Flitcroft has ability to get Stags leaping
MANAGER IS SO ENTHUSIASTIC
IT’S a tough job to follow Steve Evans. However, David Flitcroft has done it brilliantly at Mansfield Town.
Having a cause has always been Flitcroft’s mantra, and he told me making his family proud was his. He works daily to make the best of what he has, trying to improve in every way.
He then seeks this from his players and staff.

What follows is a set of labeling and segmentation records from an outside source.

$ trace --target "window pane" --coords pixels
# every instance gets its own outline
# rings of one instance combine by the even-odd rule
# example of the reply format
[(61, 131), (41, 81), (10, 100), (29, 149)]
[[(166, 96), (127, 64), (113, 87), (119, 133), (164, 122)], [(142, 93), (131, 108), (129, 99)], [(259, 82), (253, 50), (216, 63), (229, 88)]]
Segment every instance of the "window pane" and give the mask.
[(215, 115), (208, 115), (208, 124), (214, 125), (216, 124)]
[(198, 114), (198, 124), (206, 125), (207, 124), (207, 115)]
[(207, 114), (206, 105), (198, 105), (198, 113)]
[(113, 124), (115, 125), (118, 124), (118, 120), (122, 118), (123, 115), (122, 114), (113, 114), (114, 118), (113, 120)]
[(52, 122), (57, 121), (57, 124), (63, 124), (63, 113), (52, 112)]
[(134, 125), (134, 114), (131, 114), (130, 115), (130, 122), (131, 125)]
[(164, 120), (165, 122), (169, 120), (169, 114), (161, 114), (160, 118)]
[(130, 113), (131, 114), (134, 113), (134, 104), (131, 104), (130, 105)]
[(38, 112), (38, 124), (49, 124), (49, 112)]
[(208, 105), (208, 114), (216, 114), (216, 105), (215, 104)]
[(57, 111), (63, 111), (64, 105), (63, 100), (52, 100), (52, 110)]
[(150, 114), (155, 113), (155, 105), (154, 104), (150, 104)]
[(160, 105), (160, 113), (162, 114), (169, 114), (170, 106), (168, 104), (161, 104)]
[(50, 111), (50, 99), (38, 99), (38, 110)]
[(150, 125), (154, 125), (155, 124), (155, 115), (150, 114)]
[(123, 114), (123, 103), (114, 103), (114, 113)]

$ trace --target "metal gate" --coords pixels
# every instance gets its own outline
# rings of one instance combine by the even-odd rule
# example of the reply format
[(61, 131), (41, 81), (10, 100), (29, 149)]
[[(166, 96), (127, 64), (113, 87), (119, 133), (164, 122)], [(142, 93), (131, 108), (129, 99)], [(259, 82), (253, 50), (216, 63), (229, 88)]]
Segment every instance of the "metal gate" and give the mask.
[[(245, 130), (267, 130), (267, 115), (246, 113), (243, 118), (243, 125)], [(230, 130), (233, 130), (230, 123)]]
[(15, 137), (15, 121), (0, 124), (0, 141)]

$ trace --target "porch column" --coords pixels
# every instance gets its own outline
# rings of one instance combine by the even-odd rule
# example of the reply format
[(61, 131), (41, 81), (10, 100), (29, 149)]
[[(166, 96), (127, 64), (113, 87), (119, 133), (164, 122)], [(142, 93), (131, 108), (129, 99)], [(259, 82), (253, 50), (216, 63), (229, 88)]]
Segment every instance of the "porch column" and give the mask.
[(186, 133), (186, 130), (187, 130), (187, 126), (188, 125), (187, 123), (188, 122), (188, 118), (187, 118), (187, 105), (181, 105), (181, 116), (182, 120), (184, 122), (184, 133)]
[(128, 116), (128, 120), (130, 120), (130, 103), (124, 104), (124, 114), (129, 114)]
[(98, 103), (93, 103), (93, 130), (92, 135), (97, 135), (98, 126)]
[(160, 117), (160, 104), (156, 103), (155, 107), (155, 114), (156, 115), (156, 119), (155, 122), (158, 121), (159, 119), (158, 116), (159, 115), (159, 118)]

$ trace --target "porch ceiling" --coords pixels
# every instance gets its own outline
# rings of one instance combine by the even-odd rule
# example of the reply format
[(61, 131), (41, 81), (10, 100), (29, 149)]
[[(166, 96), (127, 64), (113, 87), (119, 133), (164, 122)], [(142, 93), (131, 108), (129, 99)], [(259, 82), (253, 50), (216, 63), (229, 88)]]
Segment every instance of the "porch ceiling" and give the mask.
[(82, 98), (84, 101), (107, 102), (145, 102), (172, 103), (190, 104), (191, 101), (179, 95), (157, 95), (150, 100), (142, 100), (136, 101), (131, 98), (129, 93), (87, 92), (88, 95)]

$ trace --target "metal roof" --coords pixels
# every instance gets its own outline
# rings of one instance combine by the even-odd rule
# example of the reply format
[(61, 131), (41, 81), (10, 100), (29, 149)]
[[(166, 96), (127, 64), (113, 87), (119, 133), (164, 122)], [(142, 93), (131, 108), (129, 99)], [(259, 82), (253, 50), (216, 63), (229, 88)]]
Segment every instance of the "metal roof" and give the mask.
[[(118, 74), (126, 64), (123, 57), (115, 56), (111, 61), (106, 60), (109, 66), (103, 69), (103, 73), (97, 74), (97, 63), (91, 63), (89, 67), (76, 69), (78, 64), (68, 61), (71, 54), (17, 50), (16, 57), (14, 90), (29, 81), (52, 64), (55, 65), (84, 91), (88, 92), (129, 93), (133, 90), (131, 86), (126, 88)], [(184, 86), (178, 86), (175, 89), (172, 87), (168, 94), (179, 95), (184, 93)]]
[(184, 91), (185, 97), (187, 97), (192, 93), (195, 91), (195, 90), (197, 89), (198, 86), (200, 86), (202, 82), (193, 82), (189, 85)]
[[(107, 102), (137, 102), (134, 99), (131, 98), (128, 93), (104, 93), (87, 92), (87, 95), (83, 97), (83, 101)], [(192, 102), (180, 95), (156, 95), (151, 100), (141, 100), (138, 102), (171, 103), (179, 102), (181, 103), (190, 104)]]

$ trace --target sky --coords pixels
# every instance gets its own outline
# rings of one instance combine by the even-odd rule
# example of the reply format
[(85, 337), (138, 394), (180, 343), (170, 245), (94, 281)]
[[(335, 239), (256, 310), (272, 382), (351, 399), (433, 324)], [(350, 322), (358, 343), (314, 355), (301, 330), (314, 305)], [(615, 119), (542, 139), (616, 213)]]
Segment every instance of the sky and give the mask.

Flitcroft was terrific company on the UEFA Pro Licence course which we were part of a few years ago.
He would always be on top form, in the thick of the action with discussion topics but also eager to listen and learn off others.
On the training pitch, his enthusiasm was infectious and he absolutely loved his job.
One task on the Pro Licence was to visit another industry and spend time there learning about how it functions and the lessons learned that could be transferred to football.
David went to the family-owned Warburtons bread-making factory, which began with one shop in Bolton and is now the market leader in the country.
Warburtons strive day in, day out to produce the best product they can, with the same high standards needed with every loaf… sounds familiar?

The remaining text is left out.